Google Analytics and related tools
You should have Google Analytics open in a tab all the time, don’t obsess about it but learn what it does. A simple example of utilising traffic analysis – you have a newsletter, when do you send it? General stats can give you some idea but you may find that your audience are heavily weighted to South East England do not start to browse until late evening, this may be a good time to send a mid-week email.
Google Adwords – this is another non-trivial tool that you will need to use carefully. Poorly thought out usage will see your daily budget sucked away for no discernable benefit. DO NOT use Adwords unless you have gained a decent amount of analytics experience or get a pro to do it for you. Adwords can be augmented with remarketing tools such as Adroll (http://www.adroll.com/).
Google Trends is an interesting tool that won’t be a mainstay but could help validate your choices and focuses.
Google Global Market Finder is a lesser known Google tool but one you may find valuable – I have to assume you have an international audience. http://translate.google.com/globalmarketfinder/g/index.html
Social Media and Commerce Tools
Responding to social media input and triggers will be a combination of manual responses, customised to the specific trigger and automated tools that you set up to respond.

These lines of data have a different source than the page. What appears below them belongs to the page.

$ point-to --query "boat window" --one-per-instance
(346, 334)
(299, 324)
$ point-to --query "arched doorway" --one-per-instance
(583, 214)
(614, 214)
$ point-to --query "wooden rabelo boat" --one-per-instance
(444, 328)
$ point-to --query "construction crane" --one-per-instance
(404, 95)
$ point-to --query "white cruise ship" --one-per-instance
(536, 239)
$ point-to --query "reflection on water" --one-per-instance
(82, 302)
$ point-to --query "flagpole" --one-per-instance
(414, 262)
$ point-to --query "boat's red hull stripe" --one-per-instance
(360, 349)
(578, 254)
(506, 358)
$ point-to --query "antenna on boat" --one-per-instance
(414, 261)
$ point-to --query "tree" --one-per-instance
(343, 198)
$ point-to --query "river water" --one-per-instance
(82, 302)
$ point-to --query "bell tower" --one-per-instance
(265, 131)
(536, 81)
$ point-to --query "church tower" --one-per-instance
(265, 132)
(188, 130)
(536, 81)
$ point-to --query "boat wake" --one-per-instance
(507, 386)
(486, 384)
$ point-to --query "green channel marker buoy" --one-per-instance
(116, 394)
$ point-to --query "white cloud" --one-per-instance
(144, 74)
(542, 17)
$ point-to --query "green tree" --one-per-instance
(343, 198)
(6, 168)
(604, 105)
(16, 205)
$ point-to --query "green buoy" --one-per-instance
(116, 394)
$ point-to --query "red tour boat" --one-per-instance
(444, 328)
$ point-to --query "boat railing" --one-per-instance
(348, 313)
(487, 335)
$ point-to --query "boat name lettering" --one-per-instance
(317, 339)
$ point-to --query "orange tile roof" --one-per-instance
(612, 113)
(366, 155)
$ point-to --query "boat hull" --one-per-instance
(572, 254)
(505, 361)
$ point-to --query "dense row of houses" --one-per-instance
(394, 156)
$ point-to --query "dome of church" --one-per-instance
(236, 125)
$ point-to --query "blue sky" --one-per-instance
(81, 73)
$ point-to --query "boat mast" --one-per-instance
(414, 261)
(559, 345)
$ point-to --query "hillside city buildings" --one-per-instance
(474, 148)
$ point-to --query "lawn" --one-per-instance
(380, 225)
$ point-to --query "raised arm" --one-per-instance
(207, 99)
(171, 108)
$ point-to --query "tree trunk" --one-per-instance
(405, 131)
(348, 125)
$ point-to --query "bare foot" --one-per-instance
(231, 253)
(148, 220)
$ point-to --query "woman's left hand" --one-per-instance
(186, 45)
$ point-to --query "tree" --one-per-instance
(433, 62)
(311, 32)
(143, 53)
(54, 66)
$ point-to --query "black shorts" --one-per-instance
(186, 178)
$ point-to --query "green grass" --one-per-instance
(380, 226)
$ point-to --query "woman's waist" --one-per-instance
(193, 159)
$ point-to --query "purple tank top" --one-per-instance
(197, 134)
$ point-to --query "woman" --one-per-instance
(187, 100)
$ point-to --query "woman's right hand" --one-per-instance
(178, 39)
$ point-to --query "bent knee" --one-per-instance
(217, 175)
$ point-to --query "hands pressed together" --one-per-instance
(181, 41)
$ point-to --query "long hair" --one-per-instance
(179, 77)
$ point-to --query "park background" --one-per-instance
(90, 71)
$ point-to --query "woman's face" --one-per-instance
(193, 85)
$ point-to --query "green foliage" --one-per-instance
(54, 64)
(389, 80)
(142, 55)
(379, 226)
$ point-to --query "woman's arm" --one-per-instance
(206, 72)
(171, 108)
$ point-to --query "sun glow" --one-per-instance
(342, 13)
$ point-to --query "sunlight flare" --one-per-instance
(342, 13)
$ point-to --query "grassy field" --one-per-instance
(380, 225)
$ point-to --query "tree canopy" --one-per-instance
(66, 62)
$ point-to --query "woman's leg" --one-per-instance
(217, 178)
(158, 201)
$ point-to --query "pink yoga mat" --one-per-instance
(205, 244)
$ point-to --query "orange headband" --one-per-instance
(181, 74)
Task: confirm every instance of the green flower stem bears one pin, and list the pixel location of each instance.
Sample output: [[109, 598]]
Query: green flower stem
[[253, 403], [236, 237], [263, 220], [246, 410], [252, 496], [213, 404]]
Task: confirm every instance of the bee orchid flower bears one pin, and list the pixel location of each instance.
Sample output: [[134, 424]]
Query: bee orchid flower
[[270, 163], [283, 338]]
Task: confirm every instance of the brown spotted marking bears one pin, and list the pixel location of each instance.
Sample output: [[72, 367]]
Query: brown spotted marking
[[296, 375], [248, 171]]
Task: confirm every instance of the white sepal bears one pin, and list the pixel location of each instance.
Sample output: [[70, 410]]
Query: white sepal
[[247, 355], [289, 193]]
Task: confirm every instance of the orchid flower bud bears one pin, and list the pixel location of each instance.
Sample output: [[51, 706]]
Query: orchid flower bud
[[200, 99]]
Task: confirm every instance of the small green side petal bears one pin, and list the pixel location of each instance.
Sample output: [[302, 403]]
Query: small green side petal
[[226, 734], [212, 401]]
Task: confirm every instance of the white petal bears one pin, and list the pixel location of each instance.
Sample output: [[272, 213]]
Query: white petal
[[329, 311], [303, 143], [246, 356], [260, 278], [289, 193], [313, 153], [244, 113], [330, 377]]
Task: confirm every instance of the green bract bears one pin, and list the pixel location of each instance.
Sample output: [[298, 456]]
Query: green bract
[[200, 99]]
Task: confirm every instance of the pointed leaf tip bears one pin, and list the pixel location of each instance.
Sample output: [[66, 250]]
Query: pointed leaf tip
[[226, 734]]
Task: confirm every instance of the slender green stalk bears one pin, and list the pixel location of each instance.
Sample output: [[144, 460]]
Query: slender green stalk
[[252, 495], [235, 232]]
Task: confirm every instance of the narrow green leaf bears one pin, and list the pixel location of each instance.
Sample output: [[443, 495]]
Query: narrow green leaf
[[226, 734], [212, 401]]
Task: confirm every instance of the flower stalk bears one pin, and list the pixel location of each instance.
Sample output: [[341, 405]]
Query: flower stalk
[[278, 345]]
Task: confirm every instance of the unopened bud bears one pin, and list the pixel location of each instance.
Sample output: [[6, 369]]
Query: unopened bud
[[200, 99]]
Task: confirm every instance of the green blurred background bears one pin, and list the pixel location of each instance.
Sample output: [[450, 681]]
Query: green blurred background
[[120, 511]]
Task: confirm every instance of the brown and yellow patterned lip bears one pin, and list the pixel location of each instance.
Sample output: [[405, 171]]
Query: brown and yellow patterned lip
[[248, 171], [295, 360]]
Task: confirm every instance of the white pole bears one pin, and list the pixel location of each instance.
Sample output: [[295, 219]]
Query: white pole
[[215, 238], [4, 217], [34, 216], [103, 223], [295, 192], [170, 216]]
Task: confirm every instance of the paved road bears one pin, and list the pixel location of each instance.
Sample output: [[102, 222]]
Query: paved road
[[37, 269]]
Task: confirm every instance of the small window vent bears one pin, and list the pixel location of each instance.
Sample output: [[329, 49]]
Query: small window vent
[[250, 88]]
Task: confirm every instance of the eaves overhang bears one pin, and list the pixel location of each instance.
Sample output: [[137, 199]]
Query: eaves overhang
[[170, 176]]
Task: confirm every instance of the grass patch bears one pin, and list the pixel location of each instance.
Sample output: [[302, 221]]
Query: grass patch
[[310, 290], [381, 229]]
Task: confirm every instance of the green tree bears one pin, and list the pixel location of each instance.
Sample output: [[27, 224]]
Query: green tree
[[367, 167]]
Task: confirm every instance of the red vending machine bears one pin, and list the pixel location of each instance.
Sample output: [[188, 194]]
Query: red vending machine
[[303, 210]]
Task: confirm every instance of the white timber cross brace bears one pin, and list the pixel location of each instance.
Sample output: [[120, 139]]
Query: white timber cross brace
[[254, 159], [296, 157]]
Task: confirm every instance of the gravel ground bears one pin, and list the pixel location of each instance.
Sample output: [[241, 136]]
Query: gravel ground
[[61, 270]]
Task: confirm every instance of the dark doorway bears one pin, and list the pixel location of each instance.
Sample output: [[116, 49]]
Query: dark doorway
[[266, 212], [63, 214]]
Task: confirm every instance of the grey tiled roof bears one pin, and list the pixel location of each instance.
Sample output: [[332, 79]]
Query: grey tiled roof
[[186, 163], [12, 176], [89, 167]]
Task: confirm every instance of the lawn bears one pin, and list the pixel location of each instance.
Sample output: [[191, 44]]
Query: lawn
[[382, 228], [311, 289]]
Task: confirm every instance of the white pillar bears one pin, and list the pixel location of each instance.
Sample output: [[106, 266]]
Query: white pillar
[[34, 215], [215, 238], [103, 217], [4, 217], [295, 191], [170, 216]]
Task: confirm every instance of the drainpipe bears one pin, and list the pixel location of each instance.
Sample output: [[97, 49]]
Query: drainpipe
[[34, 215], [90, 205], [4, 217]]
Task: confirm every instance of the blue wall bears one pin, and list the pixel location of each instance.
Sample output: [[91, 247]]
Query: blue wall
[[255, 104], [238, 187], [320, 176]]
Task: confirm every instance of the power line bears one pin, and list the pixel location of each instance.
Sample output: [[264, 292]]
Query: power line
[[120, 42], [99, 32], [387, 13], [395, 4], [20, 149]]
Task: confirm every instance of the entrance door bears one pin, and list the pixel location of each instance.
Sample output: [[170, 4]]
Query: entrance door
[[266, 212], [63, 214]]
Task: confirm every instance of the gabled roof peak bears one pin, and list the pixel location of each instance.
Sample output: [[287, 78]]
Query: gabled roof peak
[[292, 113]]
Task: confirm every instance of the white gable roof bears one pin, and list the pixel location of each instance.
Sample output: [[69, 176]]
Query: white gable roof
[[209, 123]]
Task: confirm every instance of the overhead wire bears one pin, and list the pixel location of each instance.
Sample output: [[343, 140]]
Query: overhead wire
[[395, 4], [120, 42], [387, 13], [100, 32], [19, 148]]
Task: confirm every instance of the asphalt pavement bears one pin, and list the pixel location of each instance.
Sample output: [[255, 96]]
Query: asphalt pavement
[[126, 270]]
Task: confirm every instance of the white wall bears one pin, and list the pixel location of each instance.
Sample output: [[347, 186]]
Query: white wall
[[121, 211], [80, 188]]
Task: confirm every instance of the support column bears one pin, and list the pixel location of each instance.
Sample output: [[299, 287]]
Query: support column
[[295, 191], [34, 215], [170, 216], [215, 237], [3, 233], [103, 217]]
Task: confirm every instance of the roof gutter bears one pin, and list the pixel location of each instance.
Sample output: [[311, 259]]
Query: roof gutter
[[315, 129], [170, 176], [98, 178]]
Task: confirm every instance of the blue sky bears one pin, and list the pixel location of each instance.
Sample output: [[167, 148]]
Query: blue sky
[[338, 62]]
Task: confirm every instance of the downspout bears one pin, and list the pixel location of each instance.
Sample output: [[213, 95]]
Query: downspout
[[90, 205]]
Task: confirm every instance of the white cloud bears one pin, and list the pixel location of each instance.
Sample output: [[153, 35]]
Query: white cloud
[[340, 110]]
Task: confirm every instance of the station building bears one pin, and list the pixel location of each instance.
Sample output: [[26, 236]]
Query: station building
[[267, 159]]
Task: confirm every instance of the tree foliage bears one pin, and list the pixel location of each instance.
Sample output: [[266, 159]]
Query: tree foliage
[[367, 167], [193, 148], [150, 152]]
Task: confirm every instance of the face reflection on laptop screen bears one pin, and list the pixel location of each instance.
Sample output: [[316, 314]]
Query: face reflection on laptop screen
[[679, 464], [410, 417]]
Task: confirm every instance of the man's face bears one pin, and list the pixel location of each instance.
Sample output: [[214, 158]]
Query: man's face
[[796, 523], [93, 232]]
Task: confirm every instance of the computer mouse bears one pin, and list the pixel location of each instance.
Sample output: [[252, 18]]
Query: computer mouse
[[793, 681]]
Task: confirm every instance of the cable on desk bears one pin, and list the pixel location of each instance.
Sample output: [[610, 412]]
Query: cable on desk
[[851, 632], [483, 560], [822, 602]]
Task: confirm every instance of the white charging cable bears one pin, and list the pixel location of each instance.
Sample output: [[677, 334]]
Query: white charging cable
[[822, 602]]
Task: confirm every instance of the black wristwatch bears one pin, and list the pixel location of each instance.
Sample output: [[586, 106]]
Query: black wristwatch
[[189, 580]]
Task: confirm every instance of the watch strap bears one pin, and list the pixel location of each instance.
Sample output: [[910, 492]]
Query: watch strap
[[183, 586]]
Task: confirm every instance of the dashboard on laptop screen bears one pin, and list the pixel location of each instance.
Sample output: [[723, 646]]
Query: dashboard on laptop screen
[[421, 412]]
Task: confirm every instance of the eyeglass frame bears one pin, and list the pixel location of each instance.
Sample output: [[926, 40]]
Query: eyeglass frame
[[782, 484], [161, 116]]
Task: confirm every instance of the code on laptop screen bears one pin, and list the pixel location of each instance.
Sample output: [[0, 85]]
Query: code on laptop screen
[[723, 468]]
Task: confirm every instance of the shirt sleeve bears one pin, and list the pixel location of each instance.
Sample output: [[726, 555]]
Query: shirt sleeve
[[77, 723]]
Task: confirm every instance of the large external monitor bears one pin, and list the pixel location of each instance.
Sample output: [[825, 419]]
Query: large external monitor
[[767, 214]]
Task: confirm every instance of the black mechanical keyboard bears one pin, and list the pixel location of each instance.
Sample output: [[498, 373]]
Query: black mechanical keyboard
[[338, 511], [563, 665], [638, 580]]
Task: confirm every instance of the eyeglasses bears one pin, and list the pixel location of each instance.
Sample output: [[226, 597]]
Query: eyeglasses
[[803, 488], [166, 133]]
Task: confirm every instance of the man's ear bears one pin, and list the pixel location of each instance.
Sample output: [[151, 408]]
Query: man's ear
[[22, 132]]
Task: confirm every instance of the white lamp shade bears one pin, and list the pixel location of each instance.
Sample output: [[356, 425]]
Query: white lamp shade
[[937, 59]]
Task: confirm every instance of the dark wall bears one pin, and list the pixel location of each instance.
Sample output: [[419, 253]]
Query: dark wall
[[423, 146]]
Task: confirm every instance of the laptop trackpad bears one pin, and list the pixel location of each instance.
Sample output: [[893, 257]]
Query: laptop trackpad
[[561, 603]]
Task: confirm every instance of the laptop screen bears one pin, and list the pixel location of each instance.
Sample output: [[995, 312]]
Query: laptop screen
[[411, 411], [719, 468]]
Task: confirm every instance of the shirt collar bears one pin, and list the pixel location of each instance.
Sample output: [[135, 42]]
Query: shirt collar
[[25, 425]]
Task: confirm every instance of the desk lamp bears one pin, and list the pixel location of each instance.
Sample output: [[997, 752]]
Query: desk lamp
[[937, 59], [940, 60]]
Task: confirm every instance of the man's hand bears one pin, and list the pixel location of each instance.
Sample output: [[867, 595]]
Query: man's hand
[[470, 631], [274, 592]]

A simple example of manual response – someone follows you on Twitter, you check their profile, they are not a business and they look like a person that shares your interests or have interests in your products. You follow them back, you send them a direct message to say hi, not with a generic message but one tailored to their apparent tastes; perhaps you glean some relevant info from their twitter output. You strike up a correspondence, perhaps you send them a PDF/images of the new product you have in – an “exclusive” access, and maybe you send them an intro discount code.
Two great Twitter tools:
- Hoot Suite https://hootsuite.com – this is an expanded dashboard that allows you manage Twitter activity much more closely and also automate the sending of pre-written tweets.
- Just Unfollow – https://www.justunfollow.com – this allows you to track people who have unfollowed you, and also search for new followers by geographic region (amongst other things).
Abandoned carts – a simple example of automated response to triggers. “Abandoned carts” are “nearly” purchase that have not completed sale. You can view these abandonments and then email the would-be purchaser, using a link that takes them back to the pre-filled cart.
Email campaigns – this is not just the periodic newsletter that you send out this, these are emails that are sent out at multiple touch points with the audience: at first sign-up, at order despatch, a wish-list reminder email. Automated campaigns can be augmented with ad hoc, manual emails to audiences and customers – you never know where the conversation will go.
Product reviews – you can dedicate a gallery page for this purpose or have product reviews embedded in the product listing page. Customer generated content – this is one of your primary objectives.
Facebook has the highest conversion rate for all social media ecommerce traffic at 1.85% – setup a Facebook store that embeds directly into your FB page. You should also consider paid promotion on Facebook – https://www.facebook.com/advertising.
This is just the tiniest sample of tools and processes you can use, I just wanted to convey the variety and power available. Again, it will come down to resources and time when selecting the best approach for you.